Thursday, July 15, 2010

Protecting the Human Rights of Prisoners: Promoting the Health of Everyone

A shortened version of this article is to be published in the July-August edition of Around Europe.


At the end of June, I attended the second CONNECTIONS Conference focusing on drugs and alcohol in the criminal justice system. The Conference drew delegates and speakers from across the European Union and beyond, and a great diversity of experience, both the successes and the failures, was shared over the course of two jam-packed days in London. Despite differences between jurisdictions, two constant themes proved pervasive: that drug and (particularly) alcohol rehabilitation and harm reduction services can and should be delivered more effectively (both in and out of prison), helping more people turn around their lives; and that impending budget cuts offer both an opportunity to think again, but also pose a great risk.

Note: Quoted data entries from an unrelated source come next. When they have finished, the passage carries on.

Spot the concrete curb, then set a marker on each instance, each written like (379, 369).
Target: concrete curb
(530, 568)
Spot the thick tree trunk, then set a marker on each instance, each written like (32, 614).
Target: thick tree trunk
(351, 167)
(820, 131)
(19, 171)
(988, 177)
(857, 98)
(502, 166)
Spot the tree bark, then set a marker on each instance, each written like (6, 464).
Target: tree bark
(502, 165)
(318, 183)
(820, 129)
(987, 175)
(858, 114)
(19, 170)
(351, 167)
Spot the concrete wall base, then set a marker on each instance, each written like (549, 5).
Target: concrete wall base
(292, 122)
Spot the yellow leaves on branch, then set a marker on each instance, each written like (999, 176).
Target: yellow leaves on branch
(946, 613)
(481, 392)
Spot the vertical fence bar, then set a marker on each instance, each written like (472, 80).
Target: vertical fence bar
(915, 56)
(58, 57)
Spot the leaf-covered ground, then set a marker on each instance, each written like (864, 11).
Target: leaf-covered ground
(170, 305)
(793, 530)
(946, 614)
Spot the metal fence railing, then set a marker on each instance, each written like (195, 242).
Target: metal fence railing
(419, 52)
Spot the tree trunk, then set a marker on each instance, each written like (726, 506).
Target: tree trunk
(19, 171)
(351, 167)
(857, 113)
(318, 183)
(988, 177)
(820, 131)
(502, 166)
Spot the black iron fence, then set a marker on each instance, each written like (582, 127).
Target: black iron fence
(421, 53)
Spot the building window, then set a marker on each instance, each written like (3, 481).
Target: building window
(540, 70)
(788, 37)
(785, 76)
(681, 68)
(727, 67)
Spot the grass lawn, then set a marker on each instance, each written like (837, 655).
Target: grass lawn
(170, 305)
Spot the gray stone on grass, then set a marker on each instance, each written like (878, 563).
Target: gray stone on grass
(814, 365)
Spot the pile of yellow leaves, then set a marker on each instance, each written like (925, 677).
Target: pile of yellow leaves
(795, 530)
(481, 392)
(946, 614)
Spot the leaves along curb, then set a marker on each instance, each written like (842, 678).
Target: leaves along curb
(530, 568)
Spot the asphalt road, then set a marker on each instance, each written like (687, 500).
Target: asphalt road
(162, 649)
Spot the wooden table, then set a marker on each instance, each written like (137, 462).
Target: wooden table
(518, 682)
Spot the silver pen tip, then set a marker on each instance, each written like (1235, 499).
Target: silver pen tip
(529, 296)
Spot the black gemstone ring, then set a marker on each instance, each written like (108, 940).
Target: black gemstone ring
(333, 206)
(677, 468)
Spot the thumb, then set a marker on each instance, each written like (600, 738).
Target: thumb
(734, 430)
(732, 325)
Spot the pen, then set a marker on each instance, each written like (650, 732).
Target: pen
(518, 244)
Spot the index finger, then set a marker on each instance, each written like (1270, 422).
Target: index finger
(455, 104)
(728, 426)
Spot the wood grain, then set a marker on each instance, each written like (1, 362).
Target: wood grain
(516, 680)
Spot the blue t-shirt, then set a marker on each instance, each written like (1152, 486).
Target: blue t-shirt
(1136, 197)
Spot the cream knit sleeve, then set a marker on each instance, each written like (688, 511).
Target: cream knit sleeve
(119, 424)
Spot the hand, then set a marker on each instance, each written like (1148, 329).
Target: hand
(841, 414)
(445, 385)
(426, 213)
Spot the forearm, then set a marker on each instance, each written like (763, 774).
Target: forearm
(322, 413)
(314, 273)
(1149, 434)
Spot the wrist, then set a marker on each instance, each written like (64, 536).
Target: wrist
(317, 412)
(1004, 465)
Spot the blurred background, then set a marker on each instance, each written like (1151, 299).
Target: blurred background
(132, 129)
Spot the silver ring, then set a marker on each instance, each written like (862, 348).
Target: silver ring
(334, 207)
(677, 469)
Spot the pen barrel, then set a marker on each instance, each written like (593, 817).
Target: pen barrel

The right to health care for everyone, including prisoners, is well established in international law. The provision in Article 12 of the 1966 United Nations International Covenant on Economic, Social and Cultural Rights firmly stated ‘the right of everyone to the enjoyment of the highest attainable standard of physical and mental health’. The UN (1990) Basic Principles for the Treatment of Prisoners outlines how the aforementioned right to health shall be delivered: ‘Prisoners shall have access to the health services available in the country without discrimination on the grounds of their legal situation’. The principle of equivalence may be firmly established, but considering the high health risks associated with prison – overcrowding, lack of sterile needles and poorly cleaned living space all dramatically increase the risk of contracting infectious diseases such as HIV/AIDS, hepatitis and tuberculosis – it can be argued that states have a heightened responsibility to those they take into their custody which is not limited to provision of health care, but extends to enabling and promoting healthy living.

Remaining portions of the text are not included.